Federal health officials said at least seven people in three U.S. states were sickened by E. coli food poisoning linked to cheddar cheese made from raw milk.
The U.S. Food and Drug Administration said Raw Farm, a California company, made the cheese it described as the “likely source” of the outbreak. The FDA noted that no Raw Farm products had tested positive for E. coli during the outbreak period, even as investigators were working to connect illnesses to the product.
The illnesses were reported between September 2025 and mid-February, according to the FDA. It said five cases were reported in California and one each in Florida and Texas, and that more than half of the illnesses were among children aged 3 or younger. The agency said two people were hospitalized.
The FDA recommended that Raw Farm voluntarily remove its raw cheese products from sale, but the company declined. The U.S. Centers for Disease Control and Prevention urged consumers to “consider not eating” the products.
In comments, Mark McAfee, the owner of Raw Farm, said he refused to recall the products because investigators have not definitively linked them to any illnesses. In an interview, McAfee said, “They have found no pathogens in any of our products,” and he disputed the FDA’s findings that the cases were genetically linked, calling the outbreak announcement premature.

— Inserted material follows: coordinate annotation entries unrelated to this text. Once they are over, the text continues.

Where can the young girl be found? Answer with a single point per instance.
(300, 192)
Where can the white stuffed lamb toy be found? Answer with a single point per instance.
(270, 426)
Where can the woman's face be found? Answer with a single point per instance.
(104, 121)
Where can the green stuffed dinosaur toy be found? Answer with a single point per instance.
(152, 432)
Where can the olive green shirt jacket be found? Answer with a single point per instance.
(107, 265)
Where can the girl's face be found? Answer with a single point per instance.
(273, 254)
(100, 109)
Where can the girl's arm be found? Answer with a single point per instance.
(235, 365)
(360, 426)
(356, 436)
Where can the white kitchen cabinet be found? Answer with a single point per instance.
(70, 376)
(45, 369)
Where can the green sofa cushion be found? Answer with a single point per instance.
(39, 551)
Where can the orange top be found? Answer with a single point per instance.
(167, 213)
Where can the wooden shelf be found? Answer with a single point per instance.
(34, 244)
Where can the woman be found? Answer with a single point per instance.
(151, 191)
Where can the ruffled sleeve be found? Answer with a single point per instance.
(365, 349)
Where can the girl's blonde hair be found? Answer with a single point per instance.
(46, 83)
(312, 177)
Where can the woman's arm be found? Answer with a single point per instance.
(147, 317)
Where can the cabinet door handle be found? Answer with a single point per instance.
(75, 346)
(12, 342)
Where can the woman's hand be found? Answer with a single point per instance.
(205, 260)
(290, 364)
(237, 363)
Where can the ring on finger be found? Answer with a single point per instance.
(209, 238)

The FDA said interviews with three people who got sick found that all three reported eating Raw Farm brand raw milk cheddar cheese. The agency also said analysis of samples from the sick patients showed that the E. coli isolates that caused their infections were closely genetically related.
Officials said they were working to gather information from four additional cases. The investigation remained under way to determine the source of contamination and whether additional products were linked to illnesses.